Six major New Jersey newspapers know what has to be done. Writing about the $500 million transportation bond issue last November, all called for the legislature to act: "come up with a stable and sensible funding "; "begin to face up to its responsibility to find more money for the trust fund"; "loves spending money but shrinks from the idea of hiking taxes ... legislators simply will have to show a little courage"; "we are tired of watching a game of three-card monte that our grandchildren will pay for"; and "dedication of a gasoline-tax increase ... is the proper way to finance the trust fund."

The proposed transportation legislation is another "temporary fix." It does not increase state revenues, it shifts them from other state programs to the Transportation Trust Fund. It continues heavy borrowing.

Borrowing by the Transportation Trust Fund now totals $5 billion. Annual debt repayments will reach $433 million in 2001. Future costs include payments for $635 million borrowed for light rail projects by the Economic Development Authority, for $500 million in transportation bonds authorized last year, and for $2 billion or more in borrowing allowed by the proposed legislation over the next four years.

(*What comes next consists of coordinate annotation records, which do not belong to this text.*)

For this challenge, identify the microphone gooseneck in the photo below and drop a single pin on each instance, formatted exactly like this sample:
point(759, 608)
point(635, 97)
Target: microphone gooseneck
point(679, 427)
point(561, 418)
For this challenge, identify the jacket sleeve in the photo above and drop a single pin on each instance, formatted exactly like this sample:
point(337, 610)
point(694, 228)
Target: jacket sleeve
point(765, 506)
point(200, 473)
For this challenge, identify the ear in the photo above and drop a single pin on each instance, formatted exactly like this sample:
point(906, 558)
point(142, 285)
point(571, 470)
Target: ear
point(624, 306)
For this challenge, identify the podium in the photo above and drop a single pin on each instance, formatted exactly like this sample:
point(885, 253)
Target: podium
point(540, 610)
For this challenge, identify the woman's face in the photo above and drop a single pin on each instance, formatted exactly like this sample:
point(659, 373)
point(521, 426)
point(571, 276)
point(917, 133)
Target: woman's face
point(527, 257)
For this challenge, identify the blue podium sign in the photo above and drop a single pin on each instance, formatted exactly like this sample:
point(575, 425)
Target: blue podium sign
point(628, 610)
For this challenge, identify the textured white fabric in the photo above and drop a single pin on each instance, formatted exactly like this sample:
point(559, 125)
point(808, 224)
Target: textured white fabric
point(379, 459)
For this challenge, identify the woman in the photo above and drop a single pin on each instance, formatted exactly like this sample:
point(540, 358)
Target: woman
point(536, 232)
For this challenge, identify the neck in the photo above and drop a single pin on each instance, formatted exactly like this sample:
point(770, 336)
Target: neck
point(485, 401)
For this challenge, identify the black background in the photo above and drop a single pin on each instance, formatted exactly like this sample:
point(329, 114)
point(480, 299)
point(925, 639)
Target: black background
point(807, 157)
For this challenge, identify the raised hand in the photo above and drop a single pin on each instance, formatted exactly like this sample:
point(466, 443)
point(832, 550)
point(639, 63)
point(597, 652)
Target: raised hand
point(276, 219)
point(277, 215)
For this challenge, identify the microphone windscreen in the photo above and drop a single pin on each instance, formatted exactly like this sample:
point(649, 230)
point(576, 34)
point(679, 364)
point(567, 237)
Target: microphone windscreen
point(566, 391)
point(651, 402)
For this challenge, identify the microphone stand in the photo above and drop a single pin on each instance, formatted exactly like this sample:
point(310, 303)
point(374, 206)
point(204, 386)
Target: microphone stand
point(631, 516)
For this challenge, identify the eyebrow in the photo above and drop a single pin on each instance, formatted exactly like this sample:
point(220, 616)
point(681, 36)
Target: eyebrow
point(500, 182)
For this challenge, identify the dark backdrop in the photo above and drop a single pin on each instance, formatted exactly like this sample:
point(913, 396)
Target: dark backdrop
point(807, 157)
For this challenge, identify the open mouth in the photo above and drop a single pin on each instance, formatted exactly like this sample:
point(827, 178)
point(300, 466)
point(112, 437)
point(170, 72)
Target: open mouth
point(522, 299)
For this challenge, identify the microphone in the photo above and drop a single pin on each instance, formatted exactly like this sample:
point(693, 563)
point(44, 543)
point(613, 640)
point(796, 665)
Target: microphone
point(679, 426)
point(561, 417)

In the future, we face paying more than $700 million in debt repayments before we can spend a dime on roads, bridges or public transit improvement.

Business, labor and citizens must unite and tell our legislators: Don’t put us on the wrong road. The choice is a lower tax increase now which will reduce future borrowing and increase pay-as-you-go, or far greater tax increases in the future. No more passing the buck, it just gets bigger.